A question regarding Cloudflare Free SSL

I have manually installed an SSL certificate on my site… Will the Cloudflare DNS override my SSL and enforce its flexible SSL instead?

Cloudflare need to terminate the client SSL connection, so the Universal SSL certificate will be used if the DNS is set to :orange:. However, as you have an SSL certificate on your Origin, you should set the SSL mode to Full or Full (Strict). This will secure the connection from Cloudflare to your server. Flexible is not recommended, as it means the connection from Cloudflare to your Origin is not secure.

1 Like

Okay, I just set it up and it has been set to ‘Full’ by default. The certificate on my server is issued by ‘ZeroSSL RSA Domain Secure Site CA’… Can I enable the ‘Full(strict)’ option in Cloudflare settings?
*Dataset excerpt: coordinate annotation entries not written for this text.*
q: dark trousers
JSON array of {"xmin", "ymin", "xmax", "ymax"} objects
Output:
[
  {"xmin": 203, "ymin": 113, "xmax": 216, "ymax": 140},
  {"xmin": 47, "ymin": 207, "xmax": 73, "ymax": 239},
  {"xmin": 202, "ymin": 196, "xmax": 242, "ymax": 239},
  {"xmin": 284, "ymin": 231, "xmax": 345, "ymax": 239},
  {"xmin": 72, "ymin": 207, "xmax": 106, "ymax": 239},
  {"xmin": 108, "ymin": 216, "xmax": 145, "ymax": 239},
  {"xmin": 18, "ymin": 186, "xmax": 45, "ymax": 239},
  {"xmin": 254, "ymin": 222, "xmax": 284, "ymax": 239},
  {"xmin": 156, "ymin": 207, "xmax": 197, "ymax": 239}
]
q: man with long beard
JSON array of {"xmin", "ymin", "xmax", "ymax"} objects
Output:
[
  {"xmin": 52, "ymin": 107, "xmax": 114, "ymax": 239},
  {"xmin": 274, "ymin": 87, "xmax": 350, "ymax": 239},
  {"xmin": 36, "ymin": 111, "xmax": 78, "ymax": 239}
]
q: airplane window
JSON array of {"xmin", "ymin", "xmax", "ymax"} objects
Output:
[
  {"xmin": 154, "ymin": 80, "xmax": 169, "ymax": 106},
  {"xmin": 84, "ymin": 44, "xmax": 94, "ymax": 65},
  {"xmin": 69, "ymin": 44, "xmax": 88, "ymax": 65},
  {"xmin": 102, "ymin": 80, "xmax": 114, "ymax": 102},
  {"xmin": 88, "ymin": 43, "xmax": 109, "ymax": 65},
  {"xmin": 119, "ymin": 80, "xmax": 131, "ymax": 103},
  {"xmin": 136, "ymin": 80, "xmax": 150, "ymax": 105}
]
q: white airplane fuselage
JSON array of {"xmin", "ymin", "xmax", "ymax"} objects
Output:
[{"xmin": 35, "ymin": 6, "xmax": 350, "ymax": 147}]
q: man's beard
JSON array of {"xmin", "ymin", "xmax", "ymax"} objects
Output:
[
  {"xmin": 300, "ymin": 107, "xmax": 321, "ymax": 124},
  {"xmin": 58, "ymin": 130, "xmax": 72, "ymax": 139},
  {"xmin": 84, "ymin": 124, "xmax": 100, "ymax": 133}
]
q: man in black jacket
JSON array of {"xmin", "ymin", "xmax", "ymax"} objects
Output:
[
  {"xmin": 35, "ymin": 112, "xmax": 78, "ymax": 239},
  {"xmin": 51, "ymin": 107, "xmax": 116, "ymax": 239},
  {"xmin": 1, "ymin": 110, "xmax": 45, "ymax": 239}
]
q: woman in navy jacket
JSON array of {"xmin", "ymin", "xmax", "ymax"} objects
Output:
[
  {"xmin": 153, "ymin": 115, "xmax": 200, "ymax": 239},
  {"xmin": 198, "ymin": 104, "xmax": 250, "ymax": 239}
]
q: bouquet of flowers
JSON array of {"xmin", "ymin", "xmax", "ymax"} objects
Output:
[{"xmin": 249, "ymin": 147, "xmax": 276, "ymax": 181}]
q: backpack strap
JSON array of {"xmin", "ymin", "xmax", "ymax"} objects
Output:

If the ZeroSSL RSA Domain Secure Site CA is valid (meaning it is in date, matches the public facing hostname, and is from a publicly trusted CA), then Full (strict) is recommended.

1 Like

Yes, it is valid, in fact I’ll keep replacing the old keys with the new ones in due time to ensure my site stays secure. I have set it to Full (strict) as recommended by you.
Thank you for the help! :smiley:

This topic was automatically closed 24 hours after the last reply. New replies are no longer allowed.